The exasperation Eusden felt as he trudged down past the campus of Århus University towards the city centre was thus all too familiar to him. Burgaard had asked Marty if he thought him a fool and Eusden could well have asked the same question of himself. Except that he knew the answer, as Burgaard did not. Marty treated everyone in the same way, whether he thought them a fool, or a friend, or both. He was never going to change. Believing everything he said – or believing he had told you everything: that was foolishness.

Eusden went into a bar down by the riverside, where he ate a club sandwich, drank several beers and considered what he should do. Suspicion is a progressive disorder and he had started to wonder just how deceitful Marty was being. He could not have invented the whole thing. Werner Straub was real enough, as was Karsten Burgaard. They were on to something. But was it really connected with Anastasia?
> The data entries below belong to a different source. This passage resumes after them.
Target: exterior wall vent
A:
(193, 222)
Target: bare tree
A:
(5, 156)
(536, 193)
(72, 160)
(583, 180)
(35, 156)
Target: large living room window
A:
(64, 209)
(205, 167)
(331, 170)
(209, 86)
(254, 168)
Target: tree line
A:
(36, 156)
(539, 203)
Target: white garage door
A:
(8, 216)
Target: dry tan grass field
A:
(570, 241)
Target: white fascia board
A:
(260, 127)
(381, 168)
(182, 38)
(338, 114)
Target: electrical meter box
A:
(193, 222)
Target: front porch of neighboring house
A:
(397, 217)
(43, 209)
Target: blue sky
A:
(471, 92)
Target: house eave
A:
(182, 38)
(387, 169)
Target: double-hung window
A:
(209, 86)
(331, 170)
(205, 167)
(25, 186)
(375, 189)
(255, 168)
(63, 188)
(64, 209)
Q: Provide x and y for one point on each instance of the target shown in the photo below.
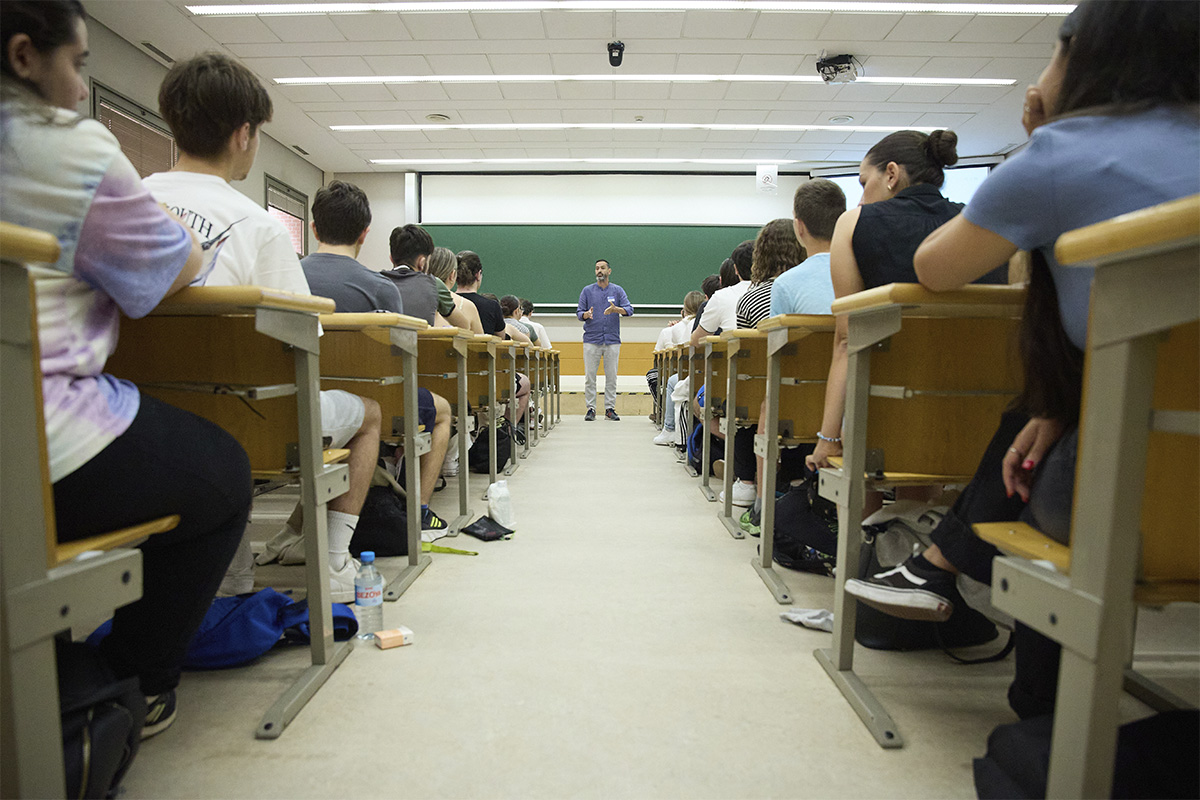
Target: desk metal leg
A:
(762, 564)
(847, 489)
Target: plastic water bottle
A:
(369, 596)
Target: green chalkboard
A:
(551, 264)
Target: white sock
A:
(341, 530)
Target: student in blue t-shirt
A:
(1105, 139)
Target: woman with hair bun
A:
(874, 244)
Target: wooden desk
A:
(715, 370)
(246, 358)
(1135, 480)
(929, 376)
(799, 346)
(745, 379)
(442, 365)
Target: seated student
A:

And was Marty really dying? Doubt had begun to weevil into Eusden’s mind on every count.

By the time he returned to the Royal, he had half-decided to tell Marty he was bailing out and heading back to London by the first available flight. As it was, he never got the chance. A woman was waiting for him in the lobby. With her iron-grey hair, raw-boned, weathered face and faintly old-fashioned outfit of loden and tweed, she looked like a well-to-do countrywoman of sixty or so on a shopping expedition to the city. And that did not turn out to be a misleading impression, although shopping was not high on her agenda.